On the hourly chart the move back above the 50-hour MA is a short-term positive one, but it will need to break the 200-hour as well, currently at $1295. The intraday relative strength index is dropping back, while on the same timeframe the stochastic momentum index appears to be turning lower, suggesting a retest of yesterday’s highs may be too much to ask.

Silver moving lower with gold

As gold goes, so does silver. The two metals have been moving lower in tandem, but silver as ever has to be the more dynamic of the two, dropping below the 200-DMA today for the first time since mid-March. Unlike gold, silver’s weekly chart did not see the 20-week moving average cross over the 50-week MA, remaining firmly bearish on a long-term view.

The loss of the 200-DMA means the 100-DMA, at $20, may be the next level to look for. Otherwise, the $19.78 area could be support, but the metal still looks vulnerable to a drop in the direction of the $19 level and then the June lows around $18.80.

Brent's 20-DMA pointing lower 

Brent has stabilised above $105, a key level on the weekly chart. However, we will need to see further gains above $106 for a sustained move, and while the 20-DMA still points firmly lower there seems little reason to shift the view to the bullish side of things. Any break back below $105 would target $104 and then $103.30.

On the hourly chart, the move above the 50-period MA is suggesting some more upside is possible.

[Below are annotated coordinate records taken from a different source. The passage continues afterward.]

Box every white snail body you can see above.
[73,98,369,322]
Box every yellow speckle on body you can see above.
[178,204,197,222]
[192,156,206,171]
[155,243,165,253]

However, $105.60-$105.70 is likely to hold back progress, as was the case yesterday. The $104.50 level, the low from 1 and 4 August, will be the first area to watch for support.

NYMEX could target $97.50

Although trading at $98.40 at the time of writing, it is still incumbent on NYMEX to break the 200-DMA and the $100 mark to say the dip has come to an end. With the daily RSI apparently unable to rise much beyond 30, there seems little that can drive the price higher at present.

The hourly chart is running into the 100-period MA, but a declining intraday RSI and a continually falling stochastic momentum index on the hourly chart suggests that upward momentum is dissipating. Any drop lower targets $97.50.